Мир русского народного слова
Мир русского народного слова как ни что другое указывает на глубину и ясность усвоения народом христианских истин. Русский фольклор относится к числу богатейших в мире, исходя из своего жанрового многообразия и художественной силы. Фольклор имел прикладное (художественное) и обрядовое значение.

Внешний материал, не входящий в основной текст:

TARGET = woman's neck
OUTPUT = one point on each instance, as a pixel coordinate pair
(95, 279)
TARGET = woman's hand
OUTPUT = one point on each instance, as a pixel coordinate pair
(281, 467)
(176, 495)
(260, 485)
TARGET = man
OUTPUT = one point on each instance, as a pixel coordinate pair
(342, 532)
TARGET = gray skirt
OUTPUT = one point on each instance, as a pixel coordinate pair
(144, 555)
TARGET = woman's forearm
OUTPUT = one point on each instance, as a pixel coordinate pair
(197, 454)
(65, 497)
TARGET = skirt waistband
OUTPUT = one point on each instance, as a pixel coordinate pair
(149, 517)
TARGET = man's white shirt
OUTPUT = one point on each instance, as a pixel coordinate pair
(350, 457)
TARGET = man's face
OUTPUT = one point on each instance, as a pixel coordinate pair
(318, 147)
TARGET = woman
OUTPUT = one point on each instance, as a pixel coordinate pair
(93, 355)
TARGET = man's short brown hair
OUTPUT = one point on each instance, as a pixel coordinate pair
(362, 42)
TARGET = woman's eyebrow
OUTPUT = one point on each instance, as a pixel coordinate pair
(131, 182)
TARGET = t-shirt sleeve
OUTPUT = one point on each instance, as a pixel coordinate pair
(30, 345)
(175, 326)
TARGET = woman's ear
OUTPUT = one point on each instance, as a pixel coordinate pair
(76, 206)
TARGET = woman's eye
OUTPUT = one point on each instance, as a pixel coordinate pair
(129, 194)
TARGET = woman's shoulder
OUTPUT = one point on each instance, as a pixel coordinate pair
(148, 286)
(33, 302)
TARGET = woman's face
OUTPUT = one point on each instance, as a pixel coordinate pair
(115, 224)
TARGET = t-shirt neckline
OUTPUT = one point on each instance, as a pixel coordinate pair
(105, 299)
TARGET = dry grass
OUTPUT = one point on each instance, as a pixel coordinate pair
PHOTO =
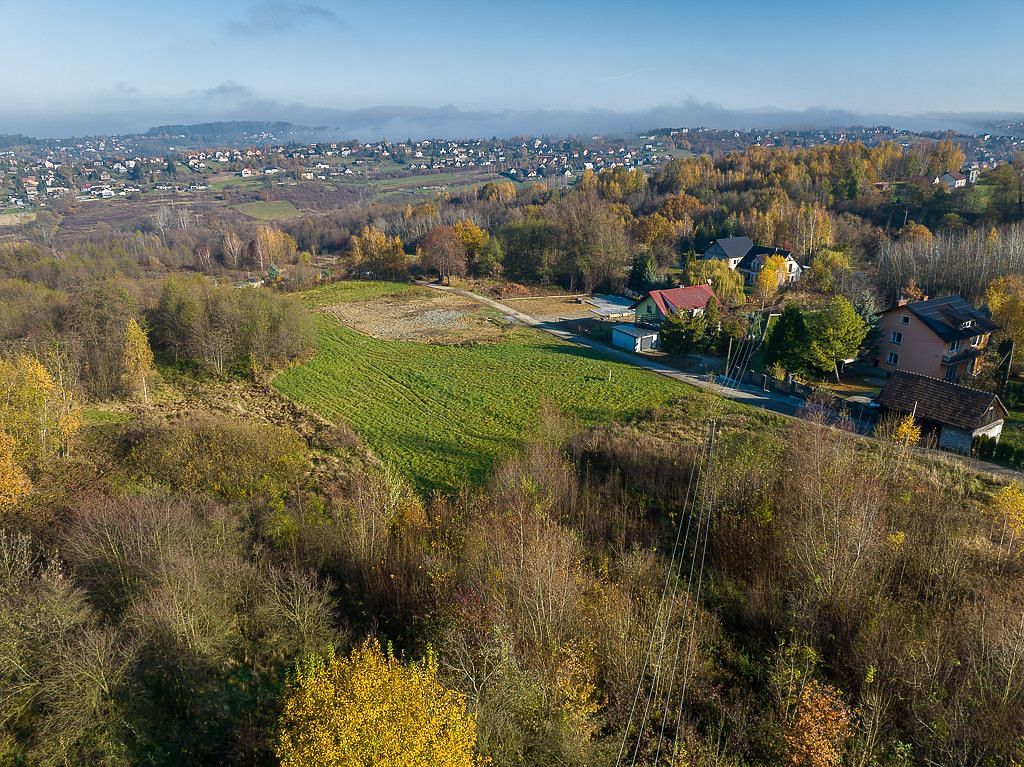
(548, 308)
(428, 317)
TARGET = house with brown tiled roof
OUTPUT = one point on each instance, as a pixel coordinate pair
(656, 305)
(953, 415)
(942, 338)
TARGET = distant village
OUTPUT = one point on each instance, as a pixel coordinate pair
(36, 172)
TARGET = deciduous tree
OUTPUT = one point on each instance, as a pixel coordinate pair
(443, 251)
(370, 709)
(138, 370)
(771, 279)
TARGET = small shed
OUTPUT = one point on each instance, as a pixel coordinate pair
(634, 338)
(955, 414)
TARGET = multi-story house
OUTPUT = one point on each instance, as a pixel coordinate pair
(943, 338)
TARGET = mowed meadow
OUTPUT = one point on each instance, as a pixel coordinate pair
(441, 414)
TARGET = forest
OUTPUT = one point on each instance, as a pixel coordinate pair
(198, 569)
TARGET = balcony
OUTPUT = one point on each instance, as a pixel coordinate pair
(965, 352)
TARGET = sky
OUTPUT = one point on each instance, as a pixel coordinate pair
(125, 65)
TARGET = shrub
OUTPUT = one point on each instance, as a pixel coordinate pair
(218, 456)
(1005, 452)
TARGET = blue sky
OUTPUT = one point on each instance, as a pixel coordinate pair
(137, 61)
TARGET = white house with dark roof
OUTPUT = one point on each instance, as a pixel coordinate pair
(742, 255)
(951, 180)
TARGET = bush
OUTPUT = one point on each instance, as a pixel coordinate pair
(983, 446)
(218, 456)
(229, 330)
(1005, 452)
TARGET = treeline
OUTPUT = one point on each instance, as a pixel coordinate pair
(868, 204)
(156, 615)
(101, 339)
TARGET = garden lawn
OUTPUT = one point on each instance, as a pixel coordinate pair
(441, 415)
(278, 210)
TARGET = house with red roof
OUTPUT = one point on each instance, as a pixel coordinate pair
(658, 304)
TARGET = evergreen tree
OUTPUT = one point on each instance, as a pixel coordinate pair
(643, 274)
(836, 333)
(681, 333)
(788, 341)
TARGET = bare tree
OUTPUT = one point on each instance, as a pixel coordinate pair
(233, 248)
(162, 219)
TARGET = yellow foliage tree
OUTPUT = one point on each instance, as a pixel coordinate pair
(138, 369)
(771, 278)
(272, 246)
(473, 238)
(1006, 298)
(1009, 504)
(13, 482)
(369, 709)
(374, 251)
(907, 432)
(38, 414)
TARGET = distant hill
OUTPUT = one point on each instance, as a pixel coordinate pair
(241, 132)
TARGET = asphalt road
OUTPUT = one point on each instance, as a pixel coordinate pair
(787, 406)
(784, 405)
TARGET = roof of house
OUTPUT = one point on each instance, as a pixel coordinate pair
(760, 254)
(634, 331)
(950, 317)
(942, 401)
(674, 299)
(733, 247)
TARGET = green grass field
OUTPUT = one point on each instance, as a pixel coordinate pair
(235, 182)
(442, 414)
(275, 211)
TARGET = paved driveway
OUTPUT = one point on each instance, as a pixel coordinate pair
(784, 405)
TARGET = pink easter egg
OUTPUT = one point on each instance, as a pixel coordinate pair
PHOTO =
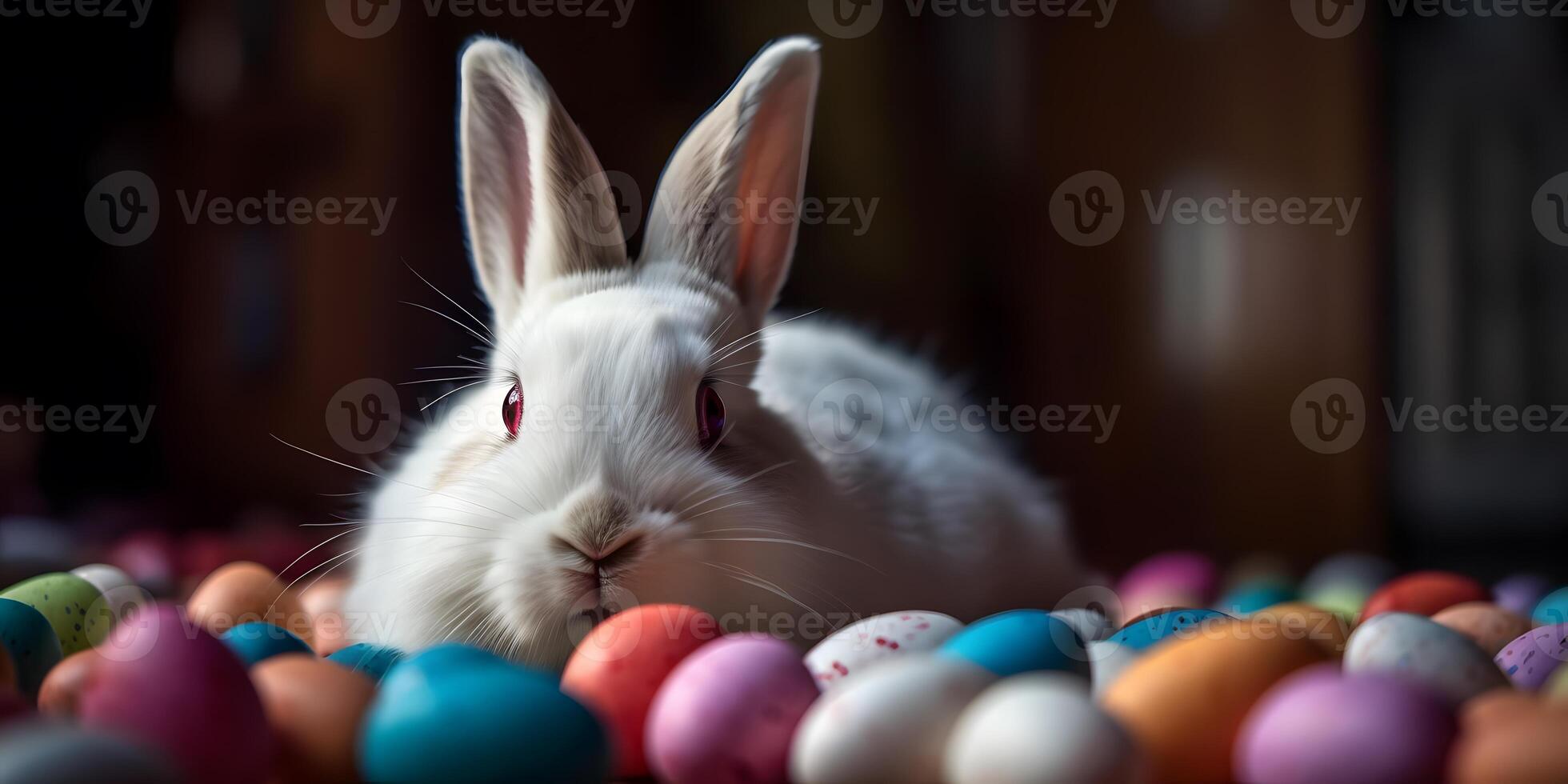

Художественный фольклор (эпос, исторические и лирические песни, сказки и т. д.) был настолько важен для народа, что сопровождал его на протяжении всей истории. Записанный большей частью учеными в XIX в., он поразил весь образованный Русский мир своими объемами и художественной мощью. Например, русский эпос (явление, характерное для севернорусской области), существовавший уже на заре российской государственности, дожил практически до наших дней. Народная память в связи с этим была ориентирована на иные глубины и размеры хранения фонда художественно-словесной духовности. Вот почему мы встречаем в дореволюционный период частые пример запоминания обычными простолюдинами всей Псалтири, всего Евангелия, в отдельных случаях – хорошего знания текста всей Библии. В XVI в. на первый план выходят исторические песни, явление, тяготеющее к среднерусской области Руси, потом лирические протяжные песни. Нечто новое принес имперский период в область художественного фольклора, но началась пора его угасания.